Tai chi instructor Trudy Eyges – a Belmont resident since the early 1950s - will lead the class beginning Sept. 16.

Weekends at Belmont High School, the Lexington Chinese School teaches Chinese language and culture. Passersby may have noticed students, many middle-aged, practicing what looks like a martial art, except that kicks, blocks and punches are replaced by sweeping movements, slow and graceful, emphasizing balance and form over speed and power.  It looks more like a dance performance than athletic training, sometimes likened to a white crane spreading its wings.

What the students are performing is tai chi, a shortened form of "tai chi chuan," Chinese for the supreme or ultimate form of boxing; the exercise prepares as much for coping with stress as excelling in martial arts.  Chinese philosophy emphasizes spiritual ideas behind movement, a way of reaching higher states of understanding through exercise. 

This fall, the Beech Street Center is sponsoring an Introduction to Tai Chi on Sept. 16. Tai chi instructor Trudy Eyges – a Belmont resident since the early 1950s who also taught French, English and piano at MIT and Cornell – will conduct the course.

For details, please call the Center at 617-993-2970.

Tai chi reportedly unblocks the life force, its energy, within each of us, while reconciling within us the disharmony of opposites (the yin and yang resolved, for example, is the circle within the South Korean flag).  Unlike many exercise programs which pay for gains with pain, tai chi avoids discomfort and exhaustion.  Even so, physiologists have noted improved upper and lower body strength, as well as conditioning, in a minimum 12-week program.

For a discipline hundreds of years old, tai chi has had many teachers and styles to choose from.  The so-called short and long styles suggest a few to hundreds of movements, usually beginning with a warm-up and then arms, hands, trunk and legs moving in sweeps of harmony. The low-impact, methodical movement especially protects aging bodies from injury.

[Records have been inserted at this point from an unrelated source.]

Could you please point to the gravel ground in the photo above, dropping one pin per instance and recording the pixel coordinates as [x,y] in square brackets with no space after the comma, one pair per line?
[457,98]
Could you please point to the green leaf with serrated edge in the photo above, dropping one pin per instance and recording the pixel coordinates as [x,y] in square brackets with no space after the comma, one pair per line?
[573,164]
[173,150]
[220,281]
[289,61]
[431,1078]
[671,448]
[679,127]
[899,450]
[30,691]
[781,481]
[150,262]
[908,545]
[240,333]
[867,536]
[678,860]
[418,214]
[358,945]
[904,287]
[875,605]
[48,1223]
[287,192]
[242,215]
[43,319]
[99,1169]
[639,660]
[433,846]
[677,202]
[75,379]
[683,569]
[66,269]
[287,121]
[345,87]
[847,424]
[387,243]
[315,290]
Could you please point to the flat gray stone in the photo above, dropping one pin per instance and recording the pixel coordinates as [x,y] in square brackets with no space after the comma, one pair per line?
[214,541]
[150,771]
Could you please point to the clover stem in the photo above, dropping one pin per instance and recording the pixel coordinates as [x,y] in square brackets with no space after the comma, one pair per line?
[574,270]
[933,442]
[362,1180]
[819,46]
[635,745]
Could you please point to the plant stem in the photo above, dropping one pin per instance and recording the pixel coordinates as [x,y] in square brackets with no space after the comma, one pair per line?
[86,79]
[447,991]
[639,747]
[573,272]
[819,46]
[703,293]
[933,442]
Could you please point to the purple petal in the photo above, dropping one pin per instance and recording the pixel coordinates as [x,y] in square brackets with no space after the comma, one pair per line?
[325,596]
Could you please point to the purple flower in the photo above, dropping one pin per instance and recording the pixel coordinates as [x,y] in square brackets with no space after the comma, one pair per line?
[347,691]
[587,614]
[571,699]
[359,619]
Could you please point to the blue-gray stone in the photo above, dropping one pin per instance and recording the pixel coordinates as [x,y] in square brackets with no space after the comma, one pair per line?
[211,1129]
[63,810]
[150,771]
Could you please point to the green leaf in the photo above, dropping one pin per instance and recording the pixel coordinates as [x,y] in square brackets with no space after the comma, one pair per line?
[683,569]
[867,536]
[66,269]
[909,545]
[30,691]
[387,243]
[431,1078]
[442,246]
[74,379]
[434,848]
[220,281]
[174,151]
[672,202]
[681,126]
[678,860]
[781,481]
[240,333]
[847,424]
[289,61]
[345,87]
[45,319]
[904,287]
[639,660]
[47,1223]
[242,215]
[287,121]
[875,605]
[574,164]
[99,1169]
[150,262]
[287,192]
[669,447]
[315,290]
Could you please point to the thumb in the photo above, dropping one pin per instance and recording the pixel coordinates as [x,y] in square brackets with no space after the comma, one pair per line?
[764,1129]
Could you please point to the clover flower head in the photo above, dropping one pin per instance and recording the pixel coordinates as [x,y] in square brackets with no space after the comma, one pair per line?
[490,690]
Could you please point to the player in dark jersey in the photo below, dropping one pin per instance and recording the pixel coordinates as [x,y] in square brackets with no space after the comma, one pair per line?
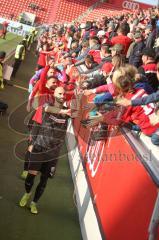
[47,139]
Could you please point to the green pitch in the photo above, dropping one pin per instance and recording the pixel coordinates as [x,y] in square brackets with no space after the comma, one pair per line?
[10,42]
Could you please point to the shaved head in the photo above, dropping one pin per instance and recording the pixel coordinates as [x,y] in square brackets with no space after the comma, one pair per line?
[59,94]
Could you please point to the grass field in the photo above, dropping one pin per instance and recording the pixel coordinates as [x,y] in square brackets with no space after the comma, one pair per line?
[10,43]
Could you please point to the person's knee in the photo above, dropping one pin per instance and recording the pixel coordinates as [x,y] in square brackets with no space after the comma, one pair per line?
[155,139]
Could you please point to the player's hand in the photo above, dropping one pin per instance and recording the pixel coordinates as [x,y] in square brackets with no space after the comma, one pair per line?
[123,102]
[67,112]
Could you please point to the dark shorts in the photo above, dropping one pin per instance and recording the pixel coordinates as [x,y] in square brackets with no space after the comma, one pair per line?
[43,160]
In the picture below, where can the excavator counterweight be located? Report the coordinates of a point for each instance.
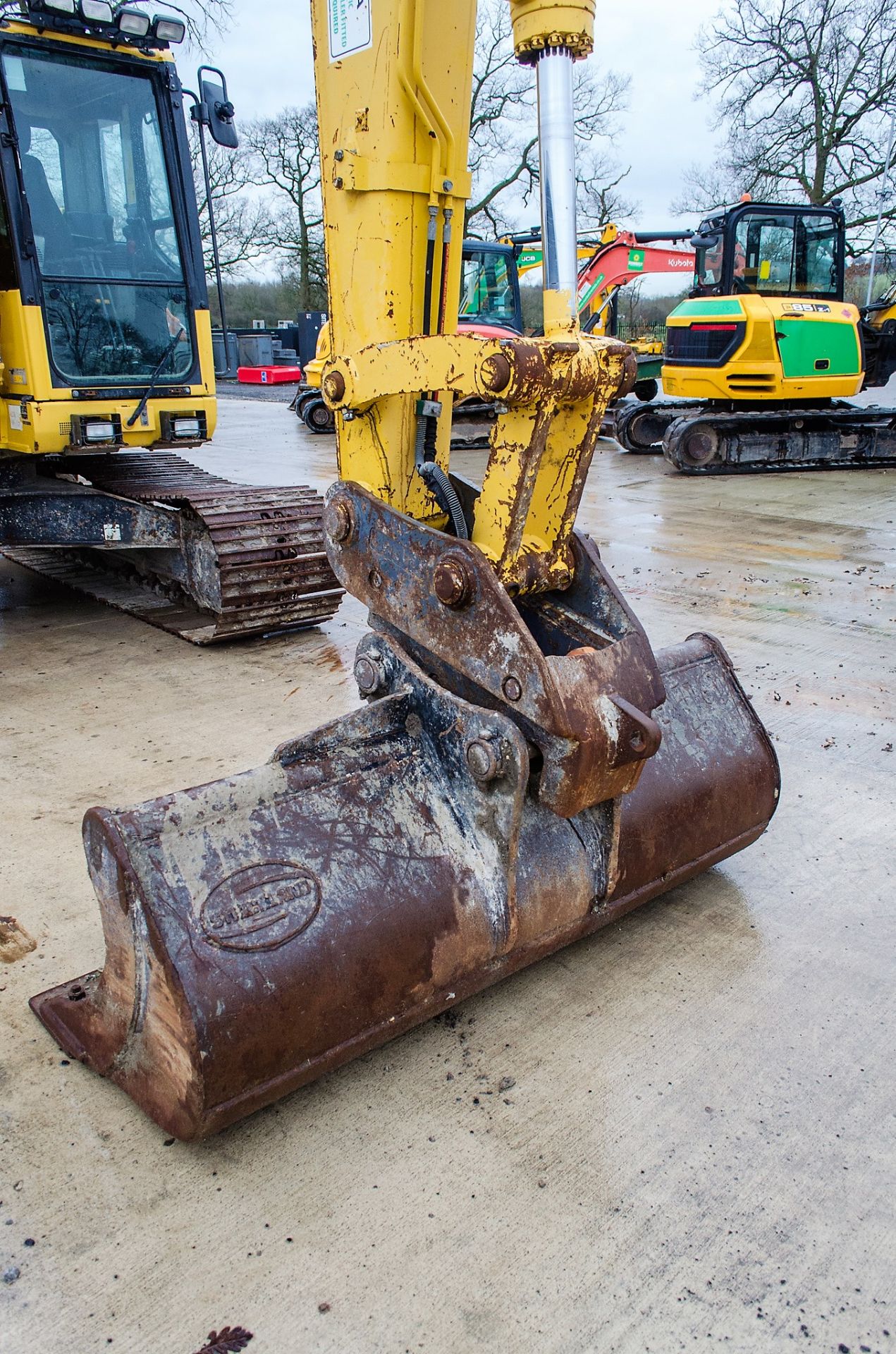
(525, 768)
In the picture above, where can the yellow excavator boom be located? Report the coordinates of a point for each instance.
(525, 768)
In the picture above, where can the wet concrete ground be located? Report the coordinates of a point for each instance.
(699, 1146)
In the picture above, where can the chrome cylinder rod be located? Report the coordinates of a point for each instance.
(557, 150)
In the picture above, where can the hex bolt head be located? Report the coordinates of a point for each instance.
(484, 757)
(338, 522)
(496, 372)
(512, 690)
(370, 672)
(453, 581)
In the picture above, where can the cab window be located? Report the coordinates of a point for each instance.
(787, 255)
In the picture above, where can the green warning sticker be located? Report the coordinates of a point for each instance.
(351, 29)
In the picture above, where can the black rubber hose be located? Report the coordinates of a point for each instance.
(446, 497)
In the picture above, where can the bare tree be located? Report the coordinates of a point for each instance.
(243, 220)
(806, 91)
(504, 156)
(285, 157)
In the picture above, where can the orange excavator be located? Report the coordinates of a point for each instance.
(525, 768)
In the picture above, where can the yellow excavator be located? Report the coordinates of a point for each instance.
(768, 353)
(106, 343)
(525, 768)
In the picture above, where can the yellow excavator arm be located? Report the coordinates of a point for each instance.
(395, 185)
(486, 805)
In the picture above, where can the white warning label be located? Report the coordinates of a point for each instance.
(351, 28)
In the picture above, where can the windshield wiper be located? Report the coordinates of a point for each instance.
(154, 377)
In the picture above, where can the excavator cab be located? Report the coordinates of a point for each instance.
(524, 767)
(489, 288)
(769, 353)
(103, 285)
(772, 251)
(106, 356)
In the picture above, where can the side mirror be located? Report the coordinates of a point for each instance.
(214, 109)
(704, 241)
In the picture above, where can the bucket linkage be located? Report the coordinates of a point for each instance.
(519, 778)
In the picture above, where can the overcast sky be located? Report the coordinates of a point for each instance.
(267, 59)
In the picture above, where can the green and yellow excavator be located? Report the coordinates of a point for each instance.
(768, 353)
(525, 767)
(106, 341)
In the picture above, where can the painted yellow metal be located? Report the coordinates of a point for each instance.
(403, 102)
(34, 413)
(759, 370)
(394, 119)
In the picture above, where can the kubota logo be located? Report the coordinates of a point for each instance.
(262, 906)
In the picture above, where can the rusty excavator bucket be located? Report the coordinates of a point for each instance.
(267, 928)
(525, 769)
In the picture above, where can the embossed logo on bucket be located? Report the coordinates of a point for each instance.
(262, 906)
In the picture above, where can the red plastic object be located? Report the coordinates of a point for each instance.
(269, 375)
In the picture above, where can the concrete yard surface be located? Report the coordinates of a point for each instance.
(680, 1134)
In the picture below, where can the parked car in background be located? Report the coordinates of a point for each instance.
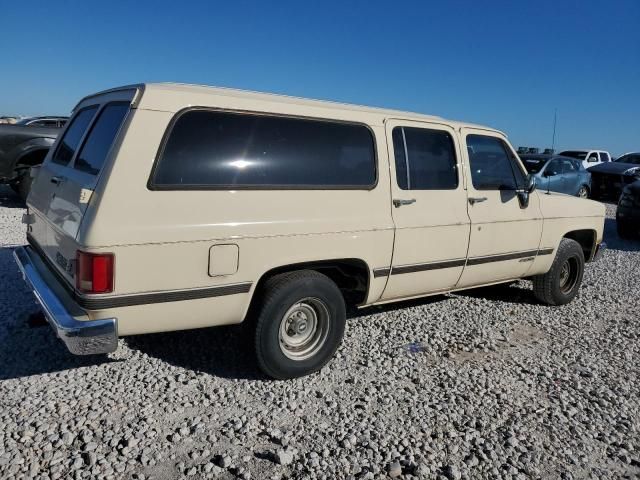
(8, 120)
(608, 179)
(319, 206)
(559, 174)
(628, 213)
(53, 122)
(589, 158)
(23, 147)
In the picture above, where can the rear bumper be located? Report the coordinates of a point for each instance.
(80, 337)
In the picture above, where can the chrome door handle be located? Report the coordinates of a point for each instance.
(397, 202)
(474, 200)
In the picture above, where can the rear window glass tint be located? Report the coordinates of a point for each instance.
(95, 149)
(432, 159)
(207, 149)
(71, 139)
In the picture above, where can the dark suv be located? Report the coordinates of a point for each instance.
(628, 214)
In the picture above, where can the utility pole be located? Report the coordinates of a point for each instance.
(555, 120)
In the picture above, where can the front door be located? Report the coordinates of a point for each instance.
(429, 209)
(505, 231)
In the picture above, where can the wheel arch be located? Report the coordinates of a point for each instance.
(587, 240)
(351, 275)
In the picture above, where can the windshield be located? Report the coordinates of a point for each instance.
(532, 164)
(579, 154)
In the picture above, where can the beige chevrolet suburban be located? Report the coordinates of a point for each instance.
(168, 207)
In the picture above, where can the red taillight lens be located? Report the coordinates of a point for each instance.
(94, 272)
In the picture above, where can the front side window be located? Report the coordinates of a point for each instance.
(578, 154)
(210, 149)
(95, 148)
(492, 165)
(71, 139)
(425, 159)
(553, 168)
(593, 157)
(568, 167)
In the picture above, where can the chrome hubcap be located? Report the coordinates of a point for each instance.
(304, 328)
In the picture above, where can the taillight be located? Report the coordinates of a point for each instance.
(94, 272)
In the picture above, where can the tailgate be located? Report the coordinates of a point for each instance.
(62, 190)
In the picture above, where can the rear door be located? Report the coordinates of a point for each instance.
(429, 208)
(64, 186)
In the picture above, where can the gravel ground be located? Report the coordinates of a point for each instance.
(484, 384)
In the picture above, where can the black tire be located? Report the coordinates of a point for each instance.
(298, 296)
(624, 229)
(562, 282)
(22, 186)
(584, 192)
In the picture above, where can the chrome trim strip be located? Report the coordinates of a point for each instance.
(102, 303)
(381, 272)
(528, 255)
(501, 257)
(420, 267)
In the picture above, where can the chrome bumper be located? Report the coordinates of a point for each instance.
(80, 337)
(600, 249)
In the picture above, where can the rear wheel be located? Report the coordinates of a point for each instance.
(299, 324)
(562, 282)
(583, 192)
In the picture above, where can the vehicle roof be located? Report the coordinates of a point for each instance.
(545, 156)
(585, 150)
(165, 95)
(45, 117)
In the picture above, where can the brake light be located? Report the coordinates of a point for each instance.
(94, 272)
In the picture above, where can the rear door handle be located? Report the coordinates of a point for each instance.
(397, 202)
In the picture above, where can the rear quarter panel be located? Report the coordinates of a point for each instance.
(563, 214)
(161, 239)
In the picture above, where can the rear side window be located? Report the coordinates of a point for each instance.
(71, 139)
(425, 159)
(217, 150)
(103, 132)
(492, 165)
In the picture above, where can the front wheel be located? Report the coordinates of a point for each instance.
(561, 283)
(299, 325)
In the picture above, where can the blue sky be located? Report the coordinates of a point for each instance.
(507, 64)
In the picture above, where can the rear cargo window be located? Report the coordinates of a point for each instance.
(95, 148)
(71, 139)
(217, 150)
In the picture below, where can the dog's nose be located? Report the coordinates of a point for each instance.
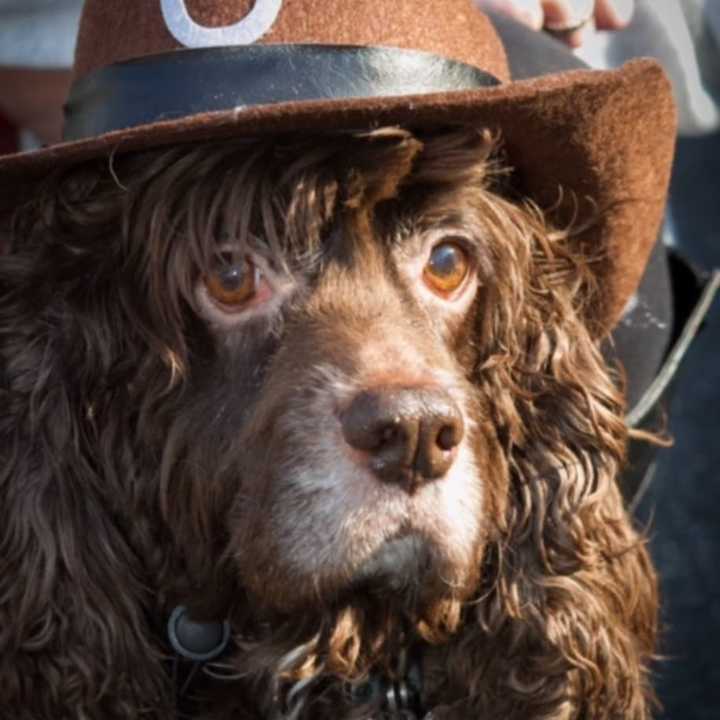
(411, 434)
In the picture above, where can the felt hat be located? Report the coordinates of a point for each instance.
(150, 73)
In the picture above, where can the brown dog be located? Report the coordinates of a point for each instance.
(340, 391)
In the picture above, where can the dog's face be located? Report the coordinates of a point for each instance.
(342, 391)
(358, 458)
(364, 462)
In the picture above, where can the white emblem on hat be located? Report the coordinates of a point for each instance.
(251, 28)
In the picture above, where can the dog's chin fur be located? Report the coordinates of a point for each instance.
(157, 450)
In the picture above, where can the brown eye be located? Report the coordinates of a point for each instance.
(447, 268)
(234, 284)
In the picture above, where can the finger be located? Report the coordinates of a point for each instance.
(561, 14)
(614, 14)
(528, 12)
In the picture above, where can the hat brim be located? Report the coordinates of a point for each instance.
(579, 142)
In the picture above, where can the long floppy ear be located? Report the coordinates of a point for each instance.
(73, 635)
(565, 624)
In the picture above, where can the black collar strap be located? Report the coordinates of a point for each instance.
(182, 83)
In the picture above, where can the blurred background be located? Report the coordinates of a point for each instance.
(681, 503)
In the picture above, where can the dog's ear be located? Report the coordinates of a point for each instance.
(376, 175)
(73, 630)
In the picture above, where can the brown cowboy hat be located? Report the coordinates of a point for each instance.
(157, 72)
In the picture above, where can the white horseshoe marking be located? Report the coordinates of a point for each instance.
(251, 28)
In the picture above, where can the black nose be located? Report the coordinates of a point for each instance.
(411, 435)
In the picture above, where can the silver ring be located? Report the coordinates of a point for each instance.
(584, 17)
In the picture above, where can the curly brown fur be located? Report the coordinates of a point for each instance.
(149, 457)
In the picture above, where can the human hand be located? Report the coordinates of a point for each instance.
(571, 21)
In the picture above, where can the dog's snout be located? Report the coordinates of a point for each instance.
(409, 434)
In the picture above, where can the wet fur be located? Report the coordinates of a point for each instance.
(132, 437)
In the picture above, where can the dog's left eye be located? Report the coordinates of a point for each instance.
(447, 268)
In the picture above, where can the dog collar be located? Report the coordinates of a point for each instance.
(200, 643)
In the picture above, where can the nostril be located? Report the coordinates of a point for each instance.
(449, 437)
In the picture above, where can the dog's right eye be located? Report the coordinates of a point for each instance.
(233, 285)
(447, 268)
(236, 289)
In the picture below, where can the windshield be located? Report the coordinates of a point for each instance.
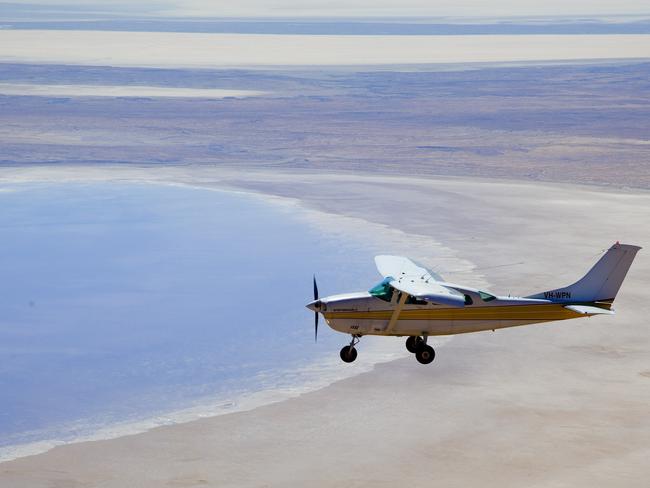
(383, 290)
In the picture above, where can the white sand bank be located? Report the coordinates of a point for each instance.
(119, 91)
(158, 49)
(563, 404)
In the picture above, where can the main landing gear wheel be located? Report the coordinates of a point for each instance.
(425, 354)
(348, 354)
(413, 343)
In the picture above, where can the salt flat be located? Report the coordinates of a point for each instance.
(164, 49)
(119, 91)
(546, 405)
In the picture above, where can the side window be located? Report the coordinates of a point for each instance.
(383, 290)
(411, 300)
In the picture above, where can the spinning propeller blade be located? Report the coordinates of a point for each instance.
(315, 313)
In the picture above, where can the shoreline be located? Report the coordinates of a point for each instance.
(516, 406)
(377, 352)
(194, 50)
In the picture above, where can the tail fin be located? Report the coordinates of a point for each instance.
(602, 282)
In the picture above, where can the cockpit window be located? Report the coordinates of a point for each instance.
(383, 290)
(486, 297)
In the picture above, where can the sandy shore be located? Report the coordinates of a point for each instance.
(562, 404)
(165, 49)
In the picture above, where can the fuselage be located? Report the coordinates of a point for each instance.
(364, 314)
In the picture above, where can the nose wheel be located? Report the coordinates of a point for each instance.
(418, 346)
(349, 353)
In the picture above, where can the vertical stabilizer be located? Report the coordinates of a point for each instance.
(602, 282)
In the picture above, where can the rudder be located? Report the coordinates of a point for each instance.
(603, 280)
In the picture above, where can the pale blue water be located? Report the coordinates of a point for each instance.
(121, 301)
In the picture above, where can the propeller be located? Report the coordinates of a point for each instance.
(315, 311)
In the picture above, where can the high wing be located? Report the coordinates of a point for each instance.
(397, 266)
(408, 277)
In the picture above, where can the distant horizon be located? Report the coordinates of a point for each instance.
(445, 11)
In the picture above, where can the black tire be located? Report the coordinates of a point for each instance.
(413, 343)
(425, 354)
(348, 354)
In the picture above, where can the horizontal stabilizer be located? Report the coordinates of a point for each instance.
(601, 283)
(587, 310)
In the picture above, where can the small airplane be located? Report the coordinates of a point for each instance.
(415, 302)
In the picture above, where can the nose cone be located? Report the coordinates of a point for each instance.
(314, 306)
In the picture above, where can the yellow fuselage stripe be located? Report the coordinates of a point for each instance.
(511, 312)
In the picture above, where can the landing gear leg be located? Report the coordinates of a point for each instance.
(349, 353)
(412, 343)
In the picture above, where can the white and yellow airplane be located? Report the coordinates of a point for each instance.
(415, 302)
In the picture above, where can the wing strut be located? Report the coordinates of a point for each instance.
(401, 301)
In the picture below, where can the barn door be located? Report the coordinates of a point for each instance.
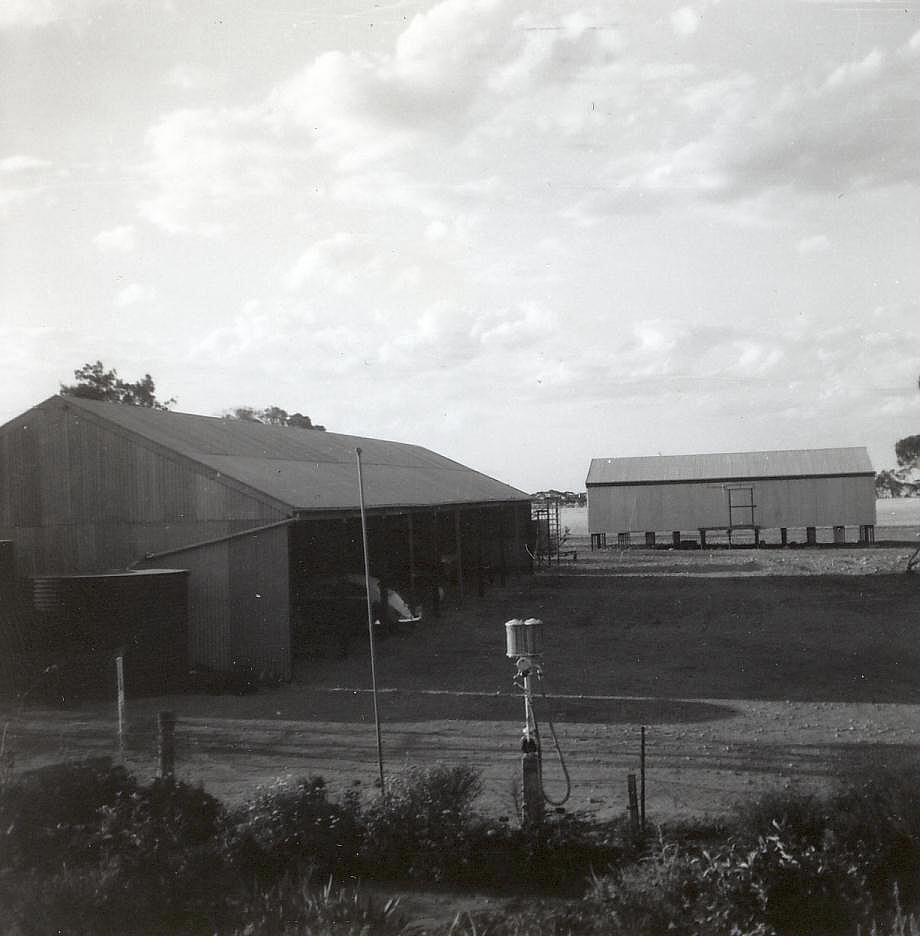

Scientific study suggests many benefits. Tai chi can reduce the pain and physical impairment of people with severe knee osteoarthritis. Dr. Paul Lam of the Arthritis Foundation has developed a 12-movement form of tai chi. Lam, who got the disease from growing up malnourished in China, found that tai chi freed him for more pain-free activity. "We took the part that was more effective for healing and put in modifications so that anyone could do it," he says.  Harvard Medical School also reports improvements in cardiovascular health with improved circulation; in recoveries from cancer; in alleviating fibromyalgia; and for overall muscle strength, flexibility and balance.

This last point – balance – is very important to the many of over age 65 who suffer falls, often leading to long term injury and even death. One study suggests that the Tai Chi Walk, each step a mental and physical exercise of shifting weight, fluid motion and deep breathing, means fewer falls for the elderly. To improve balance, tai chi integrates the sensory neurons in the inner ear and stretch receptors in the muscles and ligaments so that even a stumble doesn't have to turn into a fall.  Fear of falling, which makes a fall more likely, has also improved through increased confidence from the training.